Preferably, the step S1 further includes the steps of:

s11: acquiring area information of an area to be operated 3, wherein the area information is coordinate information of the area to be operated 3;

s12: and judging whether the area corresponding to the coordinate information is marked as finishing mowing in the navigation map.

Preferably, the step S3 further includes the steps of:

s31: controlling the cutter assembly to work;

s32: and identifying the area corresponding to the coordinate information in the navigation map as finishing mowing.

Of course, it is understood that, in other embodiments, the step S1 may also be the following step:

s11: acquiring area information of an area to be operated 3, wherein the area information is a real-time image of the area to be operated 3;

s12: and analyzing the real-time image to judge whether the area to be operated 3 finishes mowing.

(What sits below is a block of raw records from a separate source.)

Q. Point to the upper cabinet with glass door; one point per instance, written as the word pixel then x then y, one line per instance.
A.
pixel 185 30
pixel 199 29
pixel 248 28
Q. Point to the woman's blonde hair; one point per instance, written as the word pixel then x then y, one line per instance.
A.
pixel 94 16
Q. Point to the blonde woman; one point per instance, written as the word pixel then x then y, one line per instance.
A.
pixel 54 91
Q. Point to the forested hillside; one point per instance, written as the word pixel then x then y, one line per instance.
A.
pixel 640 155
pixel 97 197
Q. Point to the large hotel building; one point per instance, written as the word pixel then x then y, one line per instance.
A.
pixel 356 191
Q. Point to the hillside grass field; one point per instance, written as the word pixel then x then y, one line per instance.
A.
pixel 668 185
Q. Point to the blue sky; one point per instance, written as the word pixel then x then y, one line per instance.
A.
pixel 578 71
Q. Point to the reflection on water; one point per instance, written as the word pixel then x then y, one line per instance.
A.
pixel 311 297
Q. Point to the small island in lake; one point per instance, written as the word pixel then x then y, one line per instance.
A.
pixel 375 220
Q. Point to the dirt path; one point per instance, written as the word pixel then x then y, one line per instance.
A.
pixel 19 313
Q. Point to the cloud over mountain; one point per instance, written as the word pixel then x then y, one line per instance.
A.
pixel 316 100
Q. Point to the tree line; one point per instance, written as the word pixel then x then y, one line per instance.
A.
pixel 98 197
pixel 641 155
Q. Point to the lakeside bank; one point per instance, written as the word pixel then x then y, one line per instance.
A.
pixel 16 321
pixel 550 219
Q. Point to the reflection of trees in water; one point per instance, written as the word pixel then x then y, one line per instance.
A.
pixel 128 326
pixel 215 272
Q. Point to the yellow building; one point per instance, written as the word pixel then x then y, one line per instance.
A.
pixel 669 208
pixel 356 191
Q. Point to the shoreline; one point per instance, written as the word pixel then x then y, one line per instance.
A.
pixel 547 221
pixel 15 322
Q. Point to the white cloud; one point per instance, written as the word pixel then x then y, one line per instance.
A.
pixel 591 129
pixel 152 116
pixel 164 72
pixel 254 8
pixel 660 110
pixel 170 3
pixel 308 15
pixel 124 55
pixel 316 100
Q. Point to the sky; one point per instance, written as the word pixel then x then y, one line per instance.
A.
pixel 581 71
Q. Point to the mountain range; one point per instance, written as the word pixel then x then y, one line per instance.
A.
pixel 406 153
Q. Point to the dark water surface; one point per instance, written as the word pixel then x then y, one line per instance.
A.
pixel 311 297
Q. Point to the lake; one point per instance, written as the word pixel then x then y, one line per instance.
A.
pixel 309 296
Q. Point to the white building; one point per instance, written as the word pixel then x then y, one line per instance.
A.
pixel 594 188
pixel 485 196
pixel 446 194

In summary, the mower 100 of the present invention can control the operating state of the cutting blade assembly of the mower 100 according to whether the area to be operated 3 finishes mowing, so as to effectively save the electric power and prolong the operating time of the mower 100.

Although the present invention has been described in detail with reference to the preferred embodiments, it will be understood by those skilled in the art that various changes may be made and equivalents may be substituted for elements thereof without departing from the spirit and scope of the present invention.